私はPCコンクリートの専業者として、入社後10年、全国で橋梁工事に従事してきました。鉄道橋、道路端・ダムの天端橋など担当した橋梁工事のほとんどは山中の奥深い現場でした。
これらの現場では、近隣住民の方々との施工中の交流はありますが、竣工後に橋梁が供用され、実際に使用される様子を見ることができませんでした。そのため私は、作り上げる橋の出来映えのみに満足していたように思います。
しかしあるとき、供用開始後も工事現場に居続けることができ、施工していた高速道路の開通の様子を見る機会がありました。
その現場では近隣住民や工事に関係する方々が招かれた開通式、さらに関係者が道路を歩いて渡るハイウェイウォーキングというイベントが開催されました。地元の方々には、この時に初めて、新しい橋梁をお披露目することになりました。
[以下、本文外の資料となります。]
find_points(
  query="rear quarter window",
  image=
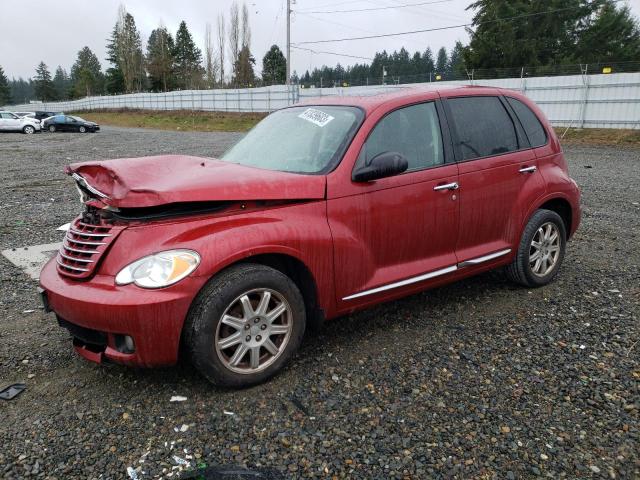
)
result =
(530, 122)
(484, 126)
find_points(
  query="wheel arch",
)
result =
(291, 265)
(556, 203)
(563, 208)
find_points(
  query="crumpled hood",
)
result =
(160, 180)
地元の方々から「開通おめでとう!」「これでアクセスがよくなる」「早く移動することができ、助かるよ」という言葉をいただきました。橋を使う方々の声を直接聴くのは、この時が初めてでした。
これまで、自分たちの造り上げた「姿」に対して感慨深い思いがありましたが、それに加えて、人の役に立っているという実感と誇りを思い出されてくれた瞬間でした。
建設業は、人や社会の役に立っている素晴らしい仕事であると改めて思いました。